The parties’ matter then proceeded to a Motion, whereby a temporary Consent Order was made with almost all terms relating to custody and access being consented to by the parties. The court noted that the terms of the Order were detailed and thoughtful and that both parties had the benefit of legal counsel when the terms were negotiated and agreed to.
Since the Order, the father sought to vary same based on the following challenges:
- Lateness: The mother, by her own admission, has repeatedly been late to drop off the child.
- Conflict: There has been some conflict at access exchanges. The father stated in his Affidavit that there have been arguments and swearing in front of the child.
- Pick-Up and Drop-Off: There has been a lack of consistency in terms of who is dropping off the child. Sometimes it is the mother and at other times it is the maternal grandfather or the mother's partner.
- Police: There has been police involvement. The father stated that the mother repeatedly involves the police without any basis.
- Access cancellations: The father says the mother cancels access. When access has not taken place there has been conflict about whether there should be "make up time" and if so when that should be.
Should the interim Consent Order be varied?

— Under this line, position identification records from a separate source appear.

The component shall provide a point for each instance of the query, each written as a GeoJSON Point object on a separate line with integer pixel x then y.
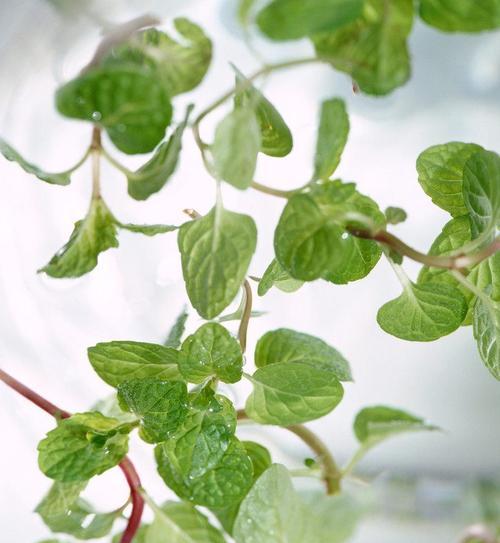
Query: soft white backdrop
{"type": "Point", "coordinates": [137, 290]}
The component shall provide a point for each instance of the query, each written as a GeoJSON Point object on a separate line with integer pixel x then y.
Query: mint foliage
{"type": "Point", "coordinates": [82, 446]}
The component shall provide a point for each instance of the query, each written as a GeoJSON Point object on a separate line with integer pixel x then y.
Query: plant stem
{"type": "Point", "coordinates": [245, 318]}
{"type": "Point", "coordinates": [330, 471]}
{"type": "Point", "coordinates": [126, 465]}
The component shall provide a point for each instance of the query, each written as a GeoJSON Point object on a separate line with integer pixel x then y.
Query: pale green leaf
{"type": "Point", "coordinates": [332, 137]}
{"type": "Point", "coordinates": [160, 405]}
{"type": "Point", "coordinates": [423, 312]}
{"type": "Point", "coordinates": [211, 352]}
{"type": "Point", "coordinates": [82, 446]}
{"type": "Point", "coordinates": [90, 237]}
{"type": "Point", "coordinates": [175, 334]}
{"type": "Point", "coordinates": [461, 15]}
{"type": "Point", "coordinates": [293, 19]}
{"type": "Point", "coordinates": [118, 361]}
{"type": "Point", "coordinates": [272, 511]}
{"type": "Point", "coordinates": [216, 251]}
{"type": "Point", "coordinates": [276, 138]}
{"type": "Point", "coordinates": [152, 176]}
{"type": "Point", "coordinates": [276, 276]}
{"type": "Point", "coordinates": [311, 241]}
{"type": "Point", "coordinates": [286, 393]}
{"type": "Point", "coordinates": [440, 173]}
{"type": "Point", "coordinates": [373, 49]}
{"type": "Point", "coordinates": [11, 154]}
{"type": "Point", "coordinates": [128, 101]}
{"type": "Point", "coordinates": [236, 145]}
{"type": "Point", "coordinates": [284, 345]}
{"type": "Point", "coordinates": [481, 191]}
{"type": "Point", "coordinates": [179, 522]}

The court noted that the law makes clear that there is a significant difference between applying to vary an interim Order versus a final Order. In general, an interim Order is intended to continue until trial and are most commonly varied only in "compelling" or "exceptional" circumstances. The court further noted that interim Orders are 'meant to provide a reasonably acceptable solution on an expeditious basis for a problem that will get a full airing at trial,' and as such, requests to change them should be rare.
In applying the law to the case, the court found that there was insufficient evidence to establish that there has been a material change of circumstances since the making of the interim Consent Order. In doing same, the court noted that the father had indicated that issues of lateness, conflict, and police involvement already existed prior to the Order being made. The court further noted that even if there was a material change in circumstances, it would not justify changing the interim Consent Order given that 1) the circumstances are neither compelling or exceptional, 2) changes to the access schedule would be a substantial departure from the status quo that the child has always known, and 3) that the mother was not responsible for all of the conflict cited by the father.
This case reminds us of the importance of consenting to an interim Order. The threshold to justify changing the terms of the Order is high and will not be met without a compelling or exceptional circumstance. Parties should exercise great prudence when consenting to an Order in the first place and seek advice from their legal counsel regarding any issues that may arise in the future.